P4P Pharmaceuticals Quality

The end of dose-based drug pricing?

A Health Affairs post by Dana Goldman and Darius Lakdawalla argues that dose-based pricing for pharmaceuticals is suboptimal.  They make a clear distinction between typical goods, where cost and benefits are roughly proportional to quantity consumed, and pharmaceuticals.

Buying two bunches of bananas naturally costs twice as much as one bunch. Twice as many bananas can feed twice as many people. However, why should a patient who responds best to a 100 mg injection pay twice as much as another who happens to need a 50 mg version?

The 100 mg patient rarely receives twice as much value as her 50 mg peer. Even worse, charging more to patients on higher doses discourages physicians from titrating dosage upward, even when it is clinically warranted. What’s more, PPD forces us into a copayment model where patients are penalized for better adherence.

What is the solution?  The authors recommend tying pricing to value.  Higher value treatments should have a higher price; lower value treatments should have a lower price.  The interesting feature of their proposal is that value would not just be measured across treatments but also by type of patient who receives the treatment.  They use new cholesterol lowering drugs–known as PCSK9 drugs as an example.

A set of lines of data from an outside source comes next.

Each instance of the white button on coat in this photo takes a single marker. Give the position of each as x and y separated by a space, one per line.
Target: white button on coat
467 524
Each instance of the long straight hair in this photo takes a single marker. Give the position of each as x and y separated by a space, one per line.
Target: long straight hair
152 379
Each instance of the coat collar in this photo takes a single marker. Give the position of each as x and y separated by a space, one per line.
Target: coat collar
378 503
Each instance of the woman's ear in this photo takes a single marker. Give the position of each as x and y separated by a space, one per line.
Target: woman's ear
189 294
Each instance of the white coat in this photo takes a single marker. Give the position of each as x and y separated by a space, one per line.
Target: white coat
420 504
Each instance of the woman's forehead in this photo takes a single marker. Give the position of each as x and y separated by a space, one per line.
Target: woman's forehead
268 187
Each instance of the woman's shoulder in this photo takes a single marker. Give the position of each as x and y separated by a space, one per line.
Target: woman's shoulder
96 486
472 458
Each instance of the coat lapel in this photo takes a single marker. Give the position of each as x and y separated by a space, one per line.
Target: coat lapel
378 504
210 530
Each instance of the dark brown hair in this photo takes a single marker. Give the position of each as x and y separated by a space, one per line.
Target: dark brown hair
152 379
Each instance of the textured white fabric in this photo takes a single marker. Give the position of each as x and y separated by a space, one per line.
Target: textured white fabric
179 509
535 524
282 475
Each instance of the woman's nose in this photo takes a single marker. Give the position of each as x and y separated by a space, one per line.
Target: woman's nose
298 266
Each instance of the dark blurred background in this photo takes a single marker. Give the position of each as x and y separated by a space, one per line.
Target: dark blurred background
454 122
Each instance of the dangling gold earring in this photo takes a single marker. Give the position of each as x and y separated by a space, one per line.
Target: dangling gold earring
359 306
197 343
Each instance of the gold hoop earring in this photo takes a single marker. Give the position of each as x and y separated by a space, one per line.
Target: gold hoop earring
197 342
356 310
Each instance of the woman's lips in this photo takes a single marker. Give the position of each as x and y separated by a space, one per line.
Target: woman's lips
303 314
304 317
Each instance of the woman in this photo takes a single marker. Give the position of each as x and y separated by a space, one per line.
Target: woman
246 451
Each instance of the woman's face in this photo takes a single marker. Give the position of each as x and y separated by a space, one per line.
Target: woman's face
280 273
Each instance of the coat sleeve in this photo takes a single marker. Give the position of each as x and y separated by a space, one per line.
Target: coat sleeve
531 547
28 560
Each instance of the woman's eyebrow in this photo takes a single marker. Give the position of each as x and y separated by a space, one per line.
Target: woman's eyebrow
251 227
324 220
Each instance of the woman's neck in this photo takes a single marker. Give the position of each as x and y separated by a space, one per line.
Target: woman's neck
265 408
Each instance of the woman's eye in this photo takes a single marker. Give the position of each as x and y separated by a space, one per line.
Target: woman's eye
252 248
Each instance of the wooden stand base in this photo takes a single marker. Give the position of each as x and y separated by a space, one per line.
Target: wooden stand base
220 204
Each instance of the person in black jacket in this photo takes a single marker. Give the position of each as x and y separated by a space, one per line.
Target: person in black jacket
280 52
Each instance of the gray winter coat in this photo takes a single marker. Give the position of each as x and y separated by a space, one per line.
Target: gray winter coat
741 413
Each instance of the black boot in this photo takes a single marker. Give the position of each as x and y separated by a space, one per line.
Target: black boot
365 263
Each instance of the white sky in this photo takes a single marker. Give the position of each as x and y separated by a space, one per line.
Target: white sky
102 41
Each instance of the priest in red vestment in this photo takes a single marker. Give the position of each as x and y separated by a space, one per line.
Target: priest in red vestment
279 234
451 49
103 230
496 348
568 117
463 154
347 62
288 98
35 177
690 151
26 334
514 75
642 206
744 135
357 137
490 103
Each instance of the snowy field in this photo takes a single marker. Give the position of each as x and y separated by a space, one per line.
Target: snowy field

The best solution may be to reimburse pharmaceutical companies for PCSK9i therapies on the basis of heart disease risk—something cardiologists are already good at classifying—and to eliminate copayments per prescription regardless of patient risk. The highest risk group includes those with genetic disorders that elevate their cholesterol to dangerous levels, and who develop heart disease at a very early age. For these patients, the currently announced price of about $13,000/annually is a great deal.

But the answer is not to restrict the drugs just to this group. For other high-risk patients with less elevated cholesterol—e.g., atherosclerotic cardiovascular disease patients for whom statins lower LDL significantly, but not all the way to goal—a different, lower price should apply. With this differential pricing, payers would no longer have incentives to limit coverage. And, prescribing decisions would focus on the clinically optimal way to lower LDL, instead of on the least expensive dosing strategy.

A key barrier to this type of pricing strategy is assessing clinical risk and measuring outcomes.  Nevertheless, CMS is already planning to have 90% of payments tied to value by 2018.